Bury My Heart at Wounded Knee was among the first critical accounts dealing with the opening of the American West from the viewpoint of the original inhabitants, the American Indians. Numerous accounts have been written on the movement of the white settlers through this portion of the United States in the years after the Civil War; nearly all conferring the view of the settlers themselves or the history, both real and mythic, that arose from this period. Dee Brown provides an alternate viewpoint: that of the persons displaced, and all too often murdered, as a result of such movement. This book was not his first on the subject; Fighting Indians of the West (1948), coauthored with Martin Schmitt, was an earlier account of the same topic. Although profuse in use of early photographs, the discussion in the earlier book is much more condensed and contains little in the way of first-person description.
Bury My Heart at Wounded Knee was written during the 1960’s, a turbulent period in the United States that represented a questioning of the country’s values.
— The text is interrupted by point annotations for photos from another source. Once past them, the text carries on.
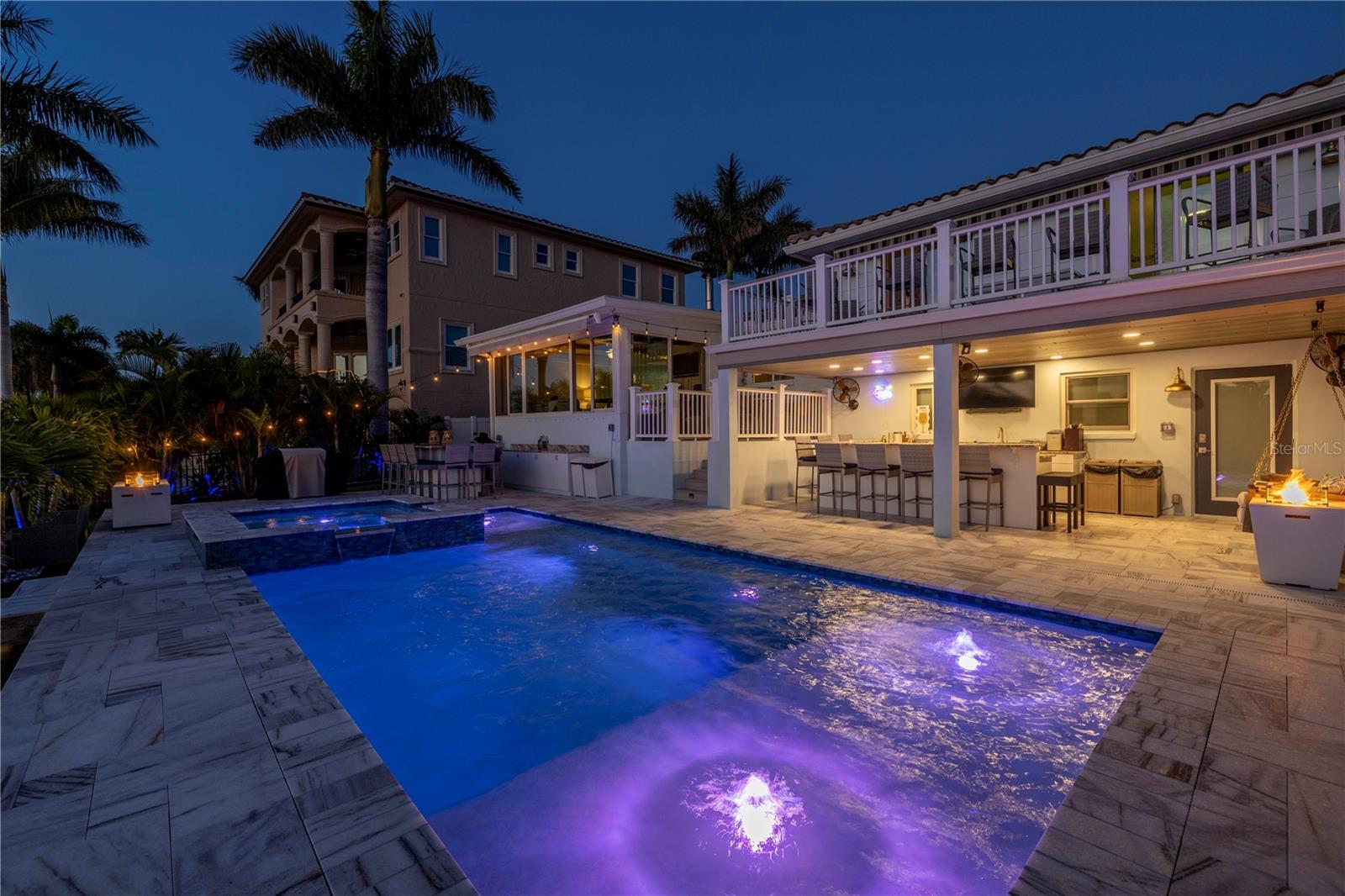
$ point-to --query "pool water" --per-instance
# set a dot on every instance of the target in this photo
(588, 712)
(343, 515)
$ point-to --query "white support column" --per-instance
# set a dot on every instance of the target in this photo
(327, 259)
(306, 275)
(306, 358)
(822, 288)
(725, 468)
(632, 403)
(620, 381)
(324, 347)
(672, 427)
(943, 264)
(1118, 188)
(724, 309)
(946, 475)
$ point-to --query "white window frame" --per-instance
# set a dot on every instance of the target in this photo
(401, 343)
(620, 277)
(578, 261)
(444, 367)
(443, 239)
(551, 255)
(1100, 432)
(513, 253)
(677, 286)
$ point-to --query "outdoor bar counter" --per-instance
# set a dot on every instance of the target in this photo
(1017, 461)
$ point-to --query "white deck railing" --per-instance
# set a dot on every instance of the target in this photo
(1279, 198)
(878, 284)
(777, 412)
(651, 421)
(1269, 199)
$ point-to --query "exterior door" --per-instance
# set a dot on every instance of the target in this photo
(1235, 414)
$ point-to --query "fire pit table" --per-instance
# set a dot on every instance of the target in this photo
(1300, 544)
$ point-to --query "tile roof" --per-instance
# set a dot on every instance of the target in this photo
(1120, 141)
(541, 222)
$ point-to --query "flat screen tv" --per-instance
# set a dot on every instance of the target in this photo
(1001, 389)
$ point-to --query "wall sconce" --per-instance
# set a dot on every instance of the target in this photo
(1177, 383)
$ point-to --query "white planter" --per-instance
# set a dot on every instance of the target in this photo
(1300, 546)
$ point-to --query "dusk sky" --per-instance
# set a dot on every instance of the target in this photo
(607, 109)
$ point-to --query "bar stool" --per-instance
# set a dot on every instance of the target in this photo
(878, 461)
(974, 465)
(483, 459)
(831, 461)
(804, 458)
(1073, 506)
(916, 465)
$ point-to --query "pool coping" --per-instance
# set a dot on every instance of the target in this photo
(139, 626)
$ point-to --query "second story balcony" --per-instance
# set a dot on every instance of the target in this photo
(1130, 225)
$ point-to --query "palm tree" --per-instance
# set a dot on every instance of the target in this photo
(388, 92)
(733, 229)
(66, 347)
(53, 185)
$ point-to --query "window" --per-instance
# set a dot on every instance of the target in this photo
(504, 253)
(593, 373)
(548, 374)
(630, 280)
(432, 239)
(394, 346)
(455, 356)
(667, 288)
(573, 261)
(1098, 401)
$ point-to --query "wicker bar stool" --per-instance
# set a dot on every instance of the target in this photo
(831, 461)
(880, 463)
(974, 465)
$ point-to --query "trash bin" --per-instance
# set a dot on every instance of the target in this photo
(1141, 483)
(591, 477)
(1102, 488)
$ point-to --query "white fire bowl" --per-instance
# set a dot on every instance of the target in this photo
(1300, 546)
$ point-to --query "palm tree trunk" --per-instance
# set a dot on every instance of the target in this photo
(6, 358)
(376, 280)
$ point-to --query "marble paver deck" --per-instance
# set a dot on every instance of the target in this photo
(165, 734)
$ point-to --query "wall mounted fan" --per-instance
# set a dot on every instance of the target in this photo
(847, 390)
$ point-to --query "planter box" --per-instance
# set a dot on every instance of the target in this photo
(1300, 546)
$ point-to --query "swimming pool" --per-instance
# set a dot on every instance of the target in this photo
(588, 712)
(343, 515)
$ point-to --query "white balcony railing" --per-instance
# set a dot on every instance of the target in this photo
(1268, 201)
(651, 421)
(780, 414)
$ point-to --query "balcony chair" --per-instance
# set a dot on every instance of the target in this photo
(974, 466)
(831, 461)
(880, 463)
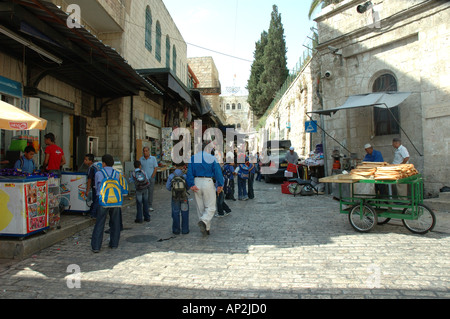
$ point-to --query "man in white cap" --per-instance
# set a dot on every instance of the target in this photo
(372, 155)
(291, 156)
(375, 156)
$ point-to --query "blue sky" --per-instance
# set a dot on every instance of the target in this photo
(232, 27)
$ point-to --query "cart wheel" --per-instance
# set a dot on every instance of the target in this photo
(383, 220)
(365, 221)
(425, 222)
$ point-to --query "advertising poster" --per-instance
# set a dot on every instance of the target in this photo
(23, 207)
(36, 195)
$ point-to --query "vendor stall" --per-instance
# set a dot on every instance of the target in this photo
(23, 205)
(367, 210)
(73, 192)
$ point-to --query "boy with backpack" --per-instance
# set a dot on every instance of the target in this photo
(228, 175)
(222, 208)
(141, 182)
(25, 163)
(92, 170)
(180, 205)
(243, 172)
(110, 199)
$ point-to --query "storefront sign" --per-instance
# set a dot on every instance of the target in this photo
(18, 126)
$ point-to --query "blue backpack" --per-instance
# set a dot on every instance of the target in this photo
(110, 194)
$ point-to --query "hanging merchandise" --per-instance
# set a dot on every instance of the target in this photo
(167, 144)
(189, 117)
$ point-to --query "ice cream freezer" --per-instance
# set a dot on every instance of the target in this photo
(23, 206)
(73, 192)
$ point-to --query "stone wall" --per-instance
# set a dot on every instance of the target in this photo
(413, 45)
(288, 117)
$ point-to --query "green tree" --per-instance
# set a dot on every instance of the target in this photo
(316, 3)
(256, 71)
(274, 61)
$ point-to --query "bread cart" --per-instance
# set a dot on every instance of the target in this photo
(367, 210)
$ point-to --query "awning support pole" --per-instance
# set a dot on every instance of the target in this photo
(329, 135)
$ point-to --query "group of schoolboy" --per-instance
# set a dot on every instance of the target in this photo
(108, 190)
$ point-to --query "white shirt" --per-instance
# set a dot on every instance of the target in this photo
(399, 154)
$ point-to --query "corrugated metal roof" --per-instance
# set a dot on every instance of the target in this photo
(88, 63)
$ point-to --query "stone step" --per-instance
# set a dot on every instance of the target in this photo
(444, 195)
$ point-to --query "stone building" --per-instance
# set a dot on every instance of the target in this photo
(237, 112)
(286, 120)
(391, 46)
(107, 75)
(209, 86)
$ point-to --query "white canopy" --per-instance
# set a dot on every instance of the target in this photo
(379, 99)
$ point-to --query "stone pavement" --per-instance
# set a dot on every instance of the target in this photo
(274, 246)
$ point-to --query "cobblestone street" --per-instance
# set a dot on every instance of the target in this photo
(274, 246)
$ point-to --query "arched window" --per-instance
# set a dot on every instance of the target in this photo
(174, 59)
(158, 42)
(385, 123)
(168, 52)
(148, 29)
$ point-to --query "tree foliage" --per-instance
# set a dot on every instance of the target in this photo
(269, 70)
(316, 3)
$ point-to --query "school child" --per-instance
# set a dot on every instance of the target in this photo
(110, 199)
(26, 163)
(222, 208)
(251, 179)
(243, 174)
(92, 170)
(228, 175)
(176, 183)
(142, 184)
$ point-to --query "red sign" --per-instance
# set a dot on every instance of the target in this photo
(18, 125)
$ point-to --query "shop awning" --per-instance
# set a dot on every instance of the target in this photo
(168, 83)
(71, 55)
(14, 119)
(202, 105)
(379, 99)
The concept of Manifest Destiny would find no exception to such analysis. Brown provided straightforward accounts of the inhumanity often exhibited by soldiers and settlers, of treaties broken nearly as quickly as they were signed, and of soldiers whose claims to fame were based on how many deaths they had inflicted. The book quickly served as an alternate version of history and as source for a more realistic analysis of the western United States between 1860 and 1890. As such, it was also among the first written from the viewpoint of the victims. Quickly becoming a best-seller, Bury My Heart at Wounded Knee has undergone numerous printings in subsequent years, reflecting the book’s importance in the subject.
Brown followed this work with an extensive analysis of American Indian folklore in Folktales of American Indians (1993) and a more general work on the history of the Southwest in American West (1994).